MarcinKosinski commented on Apr 14, 2017

@MarcinKosinski
Author

Hello, thanks for the fast reply. I have the TreeTagger both in the repository in the path I am currently working and in the C:/ directory

> list.files('C:/TreeTagger')
[1] "bin"          "cmd"          "INSTALL.txt"  "INSTALL.txt~" "lib"          "README.txt"
> list.files('/TreeTagger')
character(0)
> list.files('TreeTagger')
[1] "bin"          "cmd"          "INSTALL.txt"  "INSTALL.txt~" "lib"          "README.txt"  

For the absolute path the results is the same

> tagged.results <- treetag(c("run", "ran", "running"), treetagger="manual", format="obj",
+                           TT.tknz=FALSE , lang="en",
+                           debug = TRUE,
+                           TT.options=list(path="C:/TreeTagger", preset="en"))
split=[[:space:]]
ign.comp=-
heuristics=abbr
heur.fix=c("’", "'"), c("’", "'")
sentc.end=., !, ?, ;, :
detect=FALSE, FALSE
clean.raw=
perl=FALSE
stopwords=
stemmer=
Assuming 'UTF-8' as encoding for the input file.
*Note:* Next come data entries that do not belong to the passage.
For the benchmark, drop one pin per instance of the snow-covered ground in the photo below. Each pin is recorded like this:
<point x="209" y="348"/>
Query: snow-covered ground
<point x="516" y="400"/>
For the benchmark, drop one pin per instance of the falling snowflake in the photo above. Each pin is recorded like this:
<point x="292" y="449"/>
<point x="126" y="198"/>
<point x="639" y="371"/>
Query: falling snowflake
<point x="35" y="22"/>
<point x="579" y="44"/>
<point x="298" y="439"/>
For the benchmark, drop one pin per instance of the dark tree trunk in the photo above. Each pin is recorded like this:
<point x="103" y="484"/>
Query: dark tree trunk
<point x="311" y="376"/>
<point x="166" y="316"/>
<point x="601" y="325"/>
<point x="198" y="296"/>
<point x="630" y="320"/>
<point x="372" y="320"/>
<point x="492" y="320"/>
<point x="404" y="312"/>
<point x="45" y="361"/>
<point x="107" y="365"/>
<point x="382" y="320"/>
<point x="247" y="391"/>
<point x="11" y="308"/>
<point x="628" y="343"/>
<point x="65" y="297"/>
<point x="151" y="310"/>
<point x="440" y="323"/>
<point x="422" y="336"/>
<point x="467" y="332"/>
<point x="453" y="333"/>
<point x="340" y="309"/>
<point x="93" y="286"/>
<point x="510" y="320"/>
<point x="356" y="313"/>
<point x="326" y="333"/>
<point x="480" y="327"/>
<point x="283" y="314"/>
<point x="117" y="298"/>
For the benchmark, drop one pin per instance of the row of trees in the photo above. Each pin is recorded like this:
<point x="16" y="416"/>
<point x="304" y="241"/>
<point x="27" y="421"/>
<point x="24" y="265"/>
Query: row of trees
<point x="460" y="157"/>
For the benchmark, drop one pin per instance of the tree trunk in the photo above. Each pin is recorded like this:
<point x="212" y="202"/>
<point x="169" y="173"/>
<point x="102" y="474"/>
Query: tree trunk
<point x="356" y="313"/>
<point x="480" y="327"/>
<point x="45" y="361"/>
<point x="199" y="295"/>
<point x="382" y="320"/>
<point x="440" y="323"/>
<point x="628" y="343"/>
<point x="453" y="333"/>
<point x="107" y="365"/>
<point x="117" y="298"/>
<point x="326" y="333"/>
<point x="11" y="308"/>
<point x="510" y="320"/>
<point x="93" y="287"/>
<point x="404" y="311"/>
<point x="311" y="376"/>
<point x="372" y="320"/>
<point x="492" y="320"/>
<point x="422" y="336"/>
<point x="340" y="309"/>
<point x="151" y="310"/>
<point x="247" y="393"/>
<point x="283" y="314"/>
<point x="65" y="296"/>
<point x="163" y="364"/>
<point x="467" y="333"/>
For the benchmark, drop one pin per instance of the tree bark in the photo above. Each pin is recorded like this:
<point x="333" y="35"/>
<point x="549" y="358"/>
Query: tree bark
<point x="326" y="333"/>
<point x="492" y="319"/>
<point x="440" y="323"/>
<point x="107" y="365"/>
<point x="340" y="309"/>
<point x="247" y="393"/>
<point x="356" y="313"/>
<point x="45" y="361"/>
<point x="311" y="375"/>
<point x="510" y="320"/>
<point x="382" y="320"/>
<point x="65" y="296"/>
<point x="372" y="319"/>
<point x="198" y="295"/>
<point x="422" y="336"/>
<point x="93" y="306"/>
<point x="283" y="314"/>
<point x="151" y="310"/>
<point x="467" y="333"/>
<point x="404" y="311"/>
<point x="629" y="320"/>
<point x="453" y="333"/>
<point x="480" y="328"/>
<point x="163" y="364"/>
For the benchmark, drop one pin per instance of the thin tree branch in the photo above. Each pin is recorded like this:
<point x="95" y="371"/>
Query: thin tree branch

If the results turn out to be erroneous, check the file for invalid characters, e.g. em.dashes or fancy quotes, and/or consider setting 'encoding' manually.
 
        TT.tokenizer:  koRpus::tokenize() 
				tempfile: C:\Users\Marcin\AppData\Local\Temp\Rtmp2PQ5Ts\tokenizef9422ad2921.txt 
        file:  C:\Users\Marcin\AppData\Local\Temp\Rtmp2PQ5Ts\tempTextFromObjectf947302209a.txt 
        TT.lookup.command:   
        TT.pre.tagger:   
        TT.tagger:  C:/TreeTagger/bin/tree-tagger.exe 
        TT.opts:  -token -lemma -sgml -pt-with-lemma -quiet 
        TT.params:  C:/TreeTagger/lib/english-utf8.par 
        TT.filter.command:  | perl -pe 's/\tV[BDHV]/\tVB/;s/IN\/that/\tIN/;' 

        sys.tt.call:  type  C:\Users\Marcin\AppData\Local\Temp\Rtmp2PQ5Ts\tokenizef9422ad2921.txt |   C:/TreeTagger/bin/tree-tagger.exe C:/TreeTagger/lib/english-utf8.par -token -lemma -sgml -pt-with-lemma -quiet | perl -pe 's/\tV[BDHV]/\tVB/;s/IN\/that/\tIN/;' 

Error in matrix(unlist(strsplit(tagged.text, "\t")), ncol = 3, byrow = TRUE,  : 
  'data' must be of a vector type, was 'NULL'
In addition: Warning message:
running command 'C:\Windows\system32\cmd.exe /c type  C:\Users\Marcin\AppData\Local\Temp\Rtmp2PQ5Ts\tokenizef9422ad2921.txt |   C:\TreeTagger\bin\tree-tagger.exe C:\TreeTagger\lib\english-utf8.par -token -lemma -sgml -pt-with-lemma -quiet | perl -pe 's\\tV[BDHV]\\tVB\;s\IN\\that\\tIN\;'' had status 9 

I have installed PERL and downloaded the english-utf8.par file (that is included in the lib/ directory.

unDocUMeantIt

unDocUMeantIt commented on Apr 14, 2017

@unDocUMeantIt
Owner

i see (and i was wondering why treetag() didn't complain about missing files, but of course it won't if they're not missing...).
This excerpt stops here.